Soja brasileira enfrenta volatilidade e desafios logísticos em meio a safra recorde
Foto: CNA
Mercado nacional opera com cautela e influência internacional

O mercado da soja no Brasil atravessa um período de forte cautela e variação nas cotações, refletindo uma combinação de fatores climáticos, logísticos e cambiais. As oscilações de preços têm sido influenciadas tanto pela oferta interna quanto pelo comportamento do mercado internacional, em especial nas bolsas de Chicago.

Segundo análises da TF Agroeconômica, o cenário segue heterogêneo entre as regiões produtoras. No Rio Grande do Sul, as lavouras estão em fase final de implantação e apresentam bom potencial produtivo, embora ainda não haja colheita comercial. Santa Catarina mantém estabilidade nas principais praças, com produtores adotando uma postura mais conservadora, divididos entre venda imediata e armazenamento. Já o Paraná revisou para cima sua estimativa de produção, mas enfrenta irregularidades climáticas que afetam o avanço da colheita.

Em Mato Grosso, a colheita avança em ritmo acelerado, enquanto os preços seguem pressionados por custos de transporte e pela saturação da demanda logística — especialmente diante da expectativa de aumento de fretes nas próximas semanas.

Produção nacional deve atingir novo recorde em 2026

De acordo com projeções da Abiove, o Brasil deve alcançar um novo recorde de produção de soja em 2026, com expectativa de esmagamento de 61 milhões de toneladas, representando um crescimento de 4,3% em relação ao ano anterior. Esse desempenho reforça a liderança brasileira na produção global da oleaginosa e sustenta o protagonismo do país nas exportações mundiais.

Chicago e dólar ditam o ritmo das negociações

No mercado internacional, as cotações da soja na Bolsa de Chicago (CBOT) vêm registrando movimentos técnicos de ajuste, após períodos de alta. Na última sexta-feira (30), os contratos futuros caíram entre 7,50 e 8,25 pontos, com o vencimento de março cotado a US$ 10,64 por bushel.

O recuo foi influenciado pela queda do óleo de soja e pelo comportamento dos derivados, além da atenção redobrada dos investidores ao clima na América do Sul e ao ritmo da colheita brasileira.

O dólar também segue como fator central de pressão sobre os preços internos, impactando diretamente a competitividade da soja brasileira no mercado externo.

Política monetária do Banco Central influencia o câmbio e os preços

O Banco Central do Brasil (BCB) tem atuado de forma estratégica para conter a volatilidade cambial e manter o equilíbrio monetário. Recentes operações de swap cambial tradicional foram realizadas para garantir liquidez e suavizar as flutuações do dólar, que segue oscilando próximo de R$ 5,00 no fim de janeiro.

De acordo com o Boletim Focus divulgado pelo BCB em 29 de janeiro de 2026, o mercado financeiro projeta taxa Selic em 9,25% ao final do ano, com inflação (IPCA) estimada em 3,8% e crescimento do PIB de 1,9%. Esses indicadores influenciam diretamente a rentabilidade das exportações e o apetite de investidores no agronegócio.

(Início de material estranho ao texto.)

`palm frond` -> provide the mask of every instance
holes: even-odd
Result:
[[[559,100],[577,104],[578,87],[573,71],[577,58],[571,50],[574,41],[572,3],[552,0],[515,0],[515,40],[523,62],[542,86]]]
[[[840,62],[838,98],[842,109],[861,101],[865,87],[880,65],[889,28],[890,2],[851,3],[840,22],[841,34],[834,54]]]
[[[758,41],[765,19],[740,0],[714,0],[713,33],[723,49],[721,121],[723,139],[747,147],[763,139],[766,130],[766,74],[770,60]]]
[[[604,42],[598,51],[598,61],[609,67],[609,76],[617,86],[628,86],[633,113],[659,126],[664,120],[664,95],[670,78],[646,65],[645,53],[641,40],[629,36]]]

A política monetária, aliada ao controle da inflação, continua sendo uma das prioridades do Banco Central, o que mantém o real relativamente valorizado e, ao mesmo tempo, reduz a competitividade das commodities brasileiras no curto prazo.

China mantém preferência pela soja brasileira

No cenário global, a China segue como principal destino da soja nacional, favorecendo as importações do Brasil no primeiro semestre de 2026. A vantagem cambial e a abundância de oferta reforçam a competitividade do produto brasileiro frente à soja norte-americana.

Analistas apontam que o ritmo de embarques tende a se intensificar nas próximas semanas, sustentado pela colheita no Centro-Oeste e pela consolidação de novos contratos de exportação.

Logística e comercialização desafiam o produtor

Apesar das boas perspectivas de safra, problemas logísticos continuam sendo um gargalo no escoamento da produção. O aumento do custo dos fretes e a concentração de cargas nos principais portos, especialmente Santos (SP) e Paranaguá (PR), elevam o custo final e reduzem a margem do produtor.

Com isso, muitos agricultores adotam estratégias mais cautelosas de venda, aguardando variações cambiais mais favoráveis antes de comercializar grandes volumes.